Tom Denford
By Tom Denford
Jun 22, 2012 7:22:32 PM

How Much Money Did Agencies Spend In Cannes?

 

So, how much do agencies really spend in Cannes? I have no idea I'm afraid, but certainly ALL the talk this week seemed to be about the costs.

We are in a horrid recession, so politely enquiring about the lavishness of the spending with faux-disgust whilst standing on a $10m yacht (I did this myself, yes its weird, I'm not judging) seems entirely appropriate. And it was going on everywhere we went. Consensus seems to be about $30,000 per head just for the basics like getting there in comfort, sleeping there in comfort, eating and drinking there in style and being able to walk along La Criosette with a large white lanyard on. We know that much.

Cannes-IanSchafer

Conservative estimates say that the companies who are "making a play" will budget around $2-5m for the week. That is a lot of new business to generate to pay off the bills. Then there's the bonkers stuff like that little Elton John gig at Hotel du Cap (which I didn't go to) which must put a little bit of pressure on some sales teams to have a good second half of 2012...

There is no need here to offer you readers a glamorous list of events, parties, cocktails and international celebrities (with frankly tenuous links to the communications business) just to get some headlines. Lots of other people have been doing that all week.

The question for us was not "how much" but "why...?"

The "how much" is rather like football players' salaries, the number itself becomes irrelevant so long as you know that your number is better than the next guy's number. Its from that number that you know how good you are, or not. It does seem from the outside that spending in Cannes is a little out of control by any standards and the biggest motivations seem to be on agencies out-doing each other in some way.

Out-doing your agency neighbours in Cannes is quite hard when the raw materials available with which to wow your potential new clients / recruits / journalists are pretty limited. In Cannes there is finite amount of grand white hotels, a finite amount of prime beach frontage, a finite variation of cool summer drinks to offer and a finite supply of blonde female DJs, white sofas and good looking (A&F quality) waiting staff.

It would appear that despite such lavish spending, there are relatively few opportunities to engage with someone else's clients and win new business to pay for it all. There is however such strong headcount attendance from agencies in a climate of a talent famine, that agencies are surely marketing to their own people as much as anything else. There were clearly teams of agencies being treated to a week of fine living (or debauchery depending on where you draw your distinctions). This makes sense, in a relative way, I appreciate there is currently a drought and famine in East Africa so in context its pretty mental, but the effort to retain and attract talent these days is a war not a battle for even the biggest of agencies; it is a long-game which means being big at Cannes is an investment in your people and your future people.

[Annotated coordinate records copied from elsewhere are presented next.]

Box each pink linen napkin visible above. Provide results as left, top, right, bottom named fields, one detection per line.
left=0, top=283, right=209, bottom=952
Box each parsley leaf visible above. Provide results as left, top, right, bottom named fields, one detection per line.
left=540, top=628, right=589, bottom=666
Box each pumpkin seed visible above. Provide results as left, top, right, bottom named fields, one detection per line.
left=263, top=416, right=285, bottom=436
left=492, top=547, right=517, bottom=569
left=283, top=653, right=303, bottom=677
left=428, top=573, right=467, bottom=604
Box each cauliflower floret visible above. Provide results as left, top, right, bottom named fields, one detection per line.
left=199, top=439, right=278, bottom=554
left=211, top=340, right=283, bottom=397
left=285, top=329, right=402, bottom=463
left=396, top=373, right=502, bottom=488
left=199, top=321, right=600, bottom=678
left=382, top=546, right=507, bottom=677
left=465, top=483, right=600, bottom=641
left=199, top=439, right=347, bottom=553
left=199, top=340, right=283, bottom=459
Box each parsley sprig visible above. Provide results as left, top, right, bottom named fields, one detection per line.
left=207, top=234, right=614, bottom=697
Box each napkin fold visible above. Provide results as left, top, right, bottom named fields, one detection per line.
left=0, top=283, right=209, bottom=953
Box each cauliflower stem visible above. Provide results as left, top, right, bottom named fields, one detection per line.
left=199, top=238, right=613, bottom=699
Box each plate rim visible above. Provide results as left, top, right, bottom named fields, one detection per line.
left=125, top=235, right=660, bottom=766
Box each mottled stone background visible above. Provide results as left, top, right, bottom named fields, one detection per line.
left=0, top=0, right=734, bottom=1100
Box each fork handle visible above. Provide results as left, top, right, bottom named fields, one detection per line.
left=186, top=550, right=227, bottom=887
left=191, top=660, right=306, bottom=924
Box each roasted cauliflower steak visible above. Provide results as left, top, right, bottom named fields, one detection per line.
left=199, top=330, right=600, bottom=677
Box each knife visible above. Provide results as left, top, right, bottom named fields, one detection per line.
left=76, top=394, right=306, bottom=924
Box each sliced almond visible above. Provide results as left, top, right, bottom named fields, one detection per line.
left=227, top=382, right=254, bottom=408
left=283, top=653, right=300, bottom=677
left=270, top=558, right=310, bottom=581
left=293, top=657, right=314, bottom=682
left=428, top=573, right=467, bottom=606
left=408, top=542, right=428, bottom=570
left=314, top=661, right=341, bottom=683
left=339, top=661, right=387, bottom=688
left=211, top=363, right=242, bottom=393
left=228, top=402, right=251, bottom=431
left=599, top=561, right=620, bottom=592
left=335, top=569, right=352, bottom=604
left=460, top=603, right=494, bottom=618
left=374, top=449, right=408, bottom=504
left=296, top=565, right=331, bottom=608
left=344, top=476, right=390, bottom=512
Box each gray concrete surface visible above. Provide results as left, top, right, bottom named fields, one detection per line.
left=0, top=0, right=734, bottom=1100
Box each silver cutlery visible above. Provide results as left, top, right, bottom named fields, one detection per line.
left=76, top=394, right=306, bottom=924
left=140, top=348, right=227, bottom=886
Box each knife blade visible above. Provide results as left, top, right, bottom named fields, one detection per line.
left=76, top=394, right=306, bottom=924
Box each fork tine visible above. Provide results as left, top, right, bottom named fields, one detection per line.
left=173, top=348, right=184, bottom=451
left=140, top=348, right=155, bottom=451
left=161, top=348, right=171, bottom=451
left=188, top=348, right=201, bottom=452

Some attendees quickly spotted the slight irony in this, like this tweet from@adamkmiec

Cannes_AdamKmiec

"The War on Agency Talent" (with its own interesting and appropriate acronym) is genuinely a big deal. Talent famine is bordering on crisis for some, especially in the larger creative and media agencies. At first glance, spending millions on a week long beach party would appear a very strange strategy to improve this situation. But perhaps in an industry which once boasted top-notch glamour (as conveniently represented by the appearance of Don Draper in Cannes on Monday) and now finding a dearth of glitz this is a perfect, packaged presentation of pampering and p*ss-up with which to reward the troops and make them still believe (just for a few days) that the business is still Advertising and not Accounting.

ID Comms' first visit to the Cannes International Festival of Creativity was genuinely valuable for us. We didn't compete with anyone in the party stakes, mostly drank water and talked. We talked alot. And walked a lot. It was great to be there, be seen, connect with clients, friends and colleagues old and new for a few days. We'll definitely be back, whilst we don't deal in creativity we do help clients work better with their agencies and we also help procurement leaders find greater value in their agency relationships. There's appetite for that in Cannes, we found.

Cannes is about showing your priorities, about status. Of agencies AND clients. 

We advise clients that one of the secrets to unlocking greater value from agencies is being considered a priority. A nice side-effect of the Cannes crazy-go-round is that clients get to see how important THEY are to their agencies. That's a huge pressure on the agency leaders brave enough to start entertaining clients in Cannes.

I asked one agency head "Are you in Cannes entertaining Client X?" (a newly won global assignment?)

"Nope" he replied "This week it's all about Client Y" (a new global pitch they're currently in)

They win, they move on. Sucks to be yesterday's news in Cannes, huh?